Hi, @Ibix, and @PeterDonis. I am recently interested in boosting a scalar field, so I found this paper, Relativistic Hall Effect. I am sorry it is not open-access, so I am not sure whether you can access it or not.

The mode functions, Eq. (9), are a little complicated as the authors use the Bessel functions. Around Eq. (10), the authors argue that

Since the Klein-Gordon equation is Lorentz-invariant, one can find the form of the Bessel beam in the moving reference frame by substituting the Lorentz transformation into Eq. (9). Then, the scalar wave function in the moving frame becomes $\psi'(\mathbf r',t')=\psi[\mathbf r(\mathbf r',t'),t(\mathbf r',t')]$.

The authors do not say anything about the wave four-vector.
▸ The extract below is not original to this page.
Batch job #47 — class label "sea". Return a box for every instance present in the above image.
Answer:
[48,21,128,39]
As you have discussed, the mode functions of a scalar field should give the same value at the same point irrespective of how the coordinates are defined. For simplicity, let us consider the plane wave solutions, $\psi(x^\mu)=C\exp (ik_\mu x^\mu)$, in frame $S$, and a boost $\Lambda^{\mu'}_{~~\nu}$ to another frame $S'$. The coordinates are transformed as $x^{\mu'}=\Lambda^{\mu'}_{~~\nu} x^\nu$, and the mode functions are transformed into $\psi'(x^{\mu'})$. Since $\psi'(x^{\mu'})=\psi(x^\mu)$, we should transform the wave four-vector at the same time---i.e., $k_{\mu'}=\Lambda_{\mu'}^{~~\nu}k_\nu$, such that $\exp (ik_\mu x^\mu) \rightarrow \exp (ik_{\mu'} x^{\mu'})=\exp (ik_{\mu} x^\mu)$. The normalization constant $C$ is proportional to $k^{-1/2}_0$, so it should be altered, as well.

I think the above transformation of the mode functions does not depend on the explicit form of the functions, though after substituting the new coordinates and wave four-vector, the form may be altered.

 

[Ibix]

So, by "mode functions" you mean the modes of a transmission line? If not, please say what you do mean.